Such a network container is nn.Sequential which feeds the input through several layers.

In [ ]:
net = nn.Sequential()
net:add(nn.SpatialConvolution(1, 6, 5, 5)) -- 1 input image channel, 6 output channels, 5x5 convolution kernel
net:add(nn.SpatialMaxPooling(2,2,2,2))     -- A max-pooling operation that looks at 2x2 windows and finds the max.
net:add(nn.SpatialConvolution(6, 16, 5, 5))
net:add(nn.SpatialMaxPooling(2,2,2,2))
net:add(nn.View(16*5*5))                   -- reshapes from a 3D tensor of 16x5x5 into 1D tensor of 16*5*5
net:add(nn.Linear(16*5*5, 120))            -- fully connected layer (matrix multiplication between input and weights)
net:add(nn.Linear(120, 84))
net:add(nn.Linear(84, 10))                 -- 10 is the number of outputs of the network (in this case, 10 digits)
net:add(nn.LogSoftMax())                   -- converts the output to a log-probability. Useful for classification problems

print(net:__tostring());

In [ ]:
mlp=nn.Parallel(2,1);     -- iterate over dimension 2 of input
mlp:add(nn.Linear(10,3)); -- apply to first slice
mlp:add(nn.Linear(10,2))  -- apply to first second slice
x = torch.randn(10,2)
print(x)
print(mlp:forward(x))


Other examples of nn containers are shown in the figure below:

Every neural network module in torch has automatic differentiation. It has a :forward(input) function that computes the output for a given input, flowing the input through the network. and it has a :backward(input, gradient) function that will differentiate each neuron in the network w.r.t. the gradient that is passed in. This is done via the chain rule.

In [ ]:
input = torch.rand(1,32,32) -- pass a random tensor as input to the network

In [ ]:
output = net:forward(input)

In [ ]:
net:zeroGradParameters() -- zero the internal gradient buffers of the network (will come to this later)

In [ ]:
gradInput = net:backward(input, torch.rand(10))

In [ ]:
print(#gradInput)


#### Criterion: Defining a loss function¶

When you want a model to learn to do something, you give it feedback on how well it is doing.

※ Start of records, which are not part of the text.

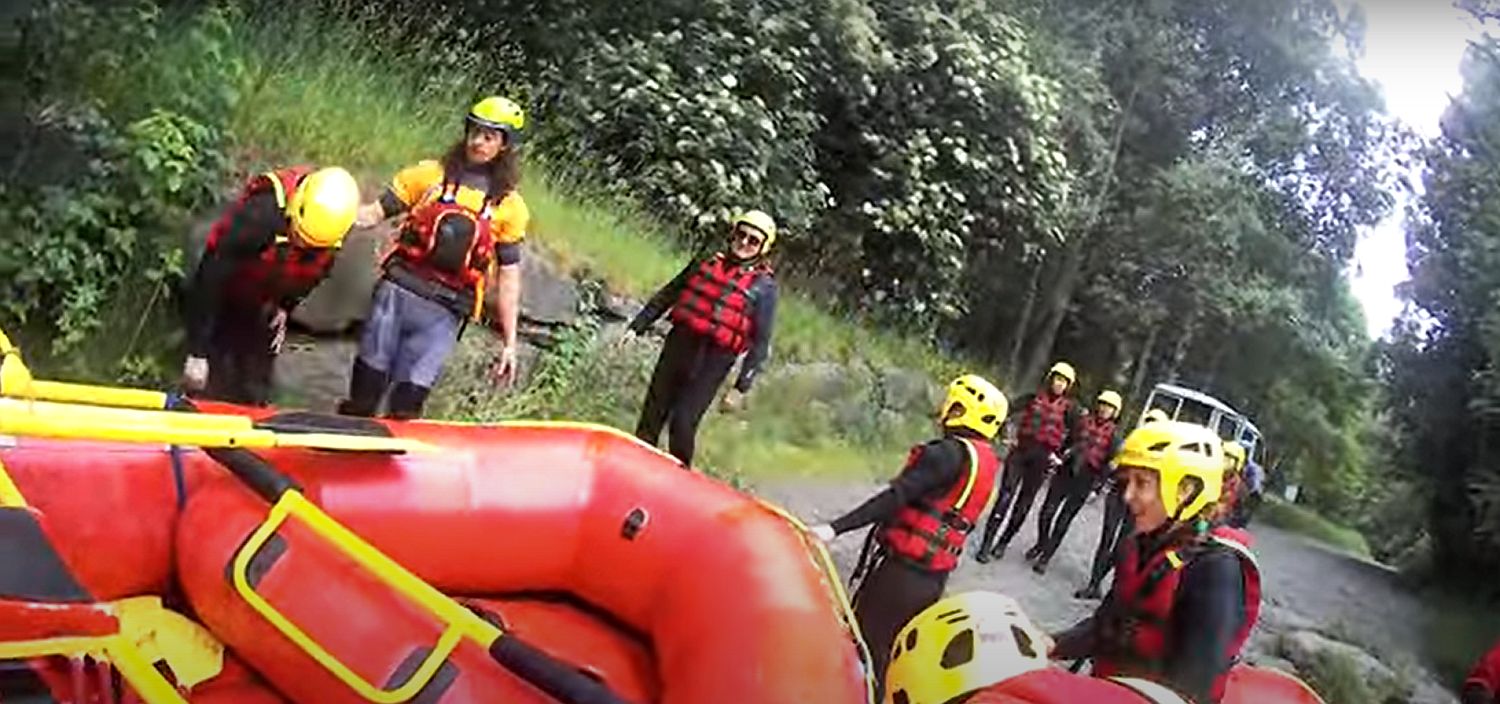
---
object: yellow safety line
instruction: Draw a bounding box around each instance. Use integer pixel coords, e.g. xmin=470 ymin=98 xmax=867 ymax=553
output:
xmin=233 ymin=491 xmax=504 ymax=704
xmin=0 ymin=462 xmax=26 ymax=509
xmin=24 ymin=380 xmax=167 ymax=410
xmin=756 ymin=498 xmax=875 ymax=704
xmin=0 ymin=398 xmax=437 ymax=452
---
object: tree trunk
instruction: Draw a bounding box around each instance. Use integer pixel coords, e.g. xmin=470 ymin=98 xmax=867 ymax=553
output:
xmin=1013 ymin=81 xmax=1140 ymax=383
xmin=1001 ymin=263 xmax=1043 ymax=390
xmin=1130 ymin=324 xmax=1161 ymax=402
xmin=1019 ymin=236 xmax=1089 ymax=383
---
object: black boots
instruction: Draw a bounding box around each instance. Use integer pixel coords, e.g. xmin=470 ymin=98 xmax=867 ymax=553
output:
xmin=339 ymin=357 xmax=390 ymax=417
xmin=386 ymin=381 xmax=432 ymax=420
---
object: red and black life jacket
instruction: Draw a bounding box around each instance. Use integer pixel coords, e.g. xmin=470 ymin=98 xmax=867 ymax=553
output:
xmin=881 ymin=438 xmax=1001 ymax=572
xmin=386 ymin=183 xmax=495 ymax=320
xmin=1094 ymin=525 xmax=1260 ymax=702
xmin=1082 ymin=413 xmax=1118 ymax=473
xmin=1016 ymin=392 xmax=1073 ymax=452
xmin=204 ymin=165 xmax=339 ymax=305
xmin=672 ymin=254 xmax=771 ymax=354
xmin=1464 ymin=633 xmax=1500 ymax=696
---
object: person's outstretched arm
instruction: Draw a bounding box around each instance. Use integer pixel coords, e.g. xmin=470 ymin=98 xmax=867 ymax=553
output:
xmin=830 ymin=438 xmax=968 ymax=534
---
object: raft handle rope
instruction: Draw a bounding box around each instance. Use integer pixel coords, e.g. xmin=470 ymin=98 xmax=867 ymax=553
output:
xmin=756 ymin=498 xmax=876 ymax=704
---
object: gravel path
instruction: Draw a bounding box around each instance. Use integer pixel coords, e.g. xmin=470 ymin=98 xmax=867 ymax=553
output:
xmin=753 ymin=479 xmax=1457 ymax=704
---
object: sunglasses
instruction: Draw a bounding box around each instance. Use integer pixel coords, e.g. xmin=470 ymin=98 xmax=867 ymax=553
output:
xmin=731 ymin=225 xmax=765 ymax=245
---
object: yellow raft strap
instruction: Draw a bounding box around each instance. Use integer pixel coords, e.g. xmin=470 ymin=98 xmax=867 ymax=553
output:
xmin=0 ymin=596 xmax=224 ymax=704
xmin=756 ymin=497 xmax=876 ymax=704
xmin=0 ymin=398 xmax=435 ymax=452
xmin=231 ymin=491 xmax=504 ymax=704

This function that computes an objective measure of the model's performance is called a loss function.

A typical loss function takes in the model's output and the groundtruth and computes a value that quantifies the model's performance.

The model then corrects itself to have a smaller loss.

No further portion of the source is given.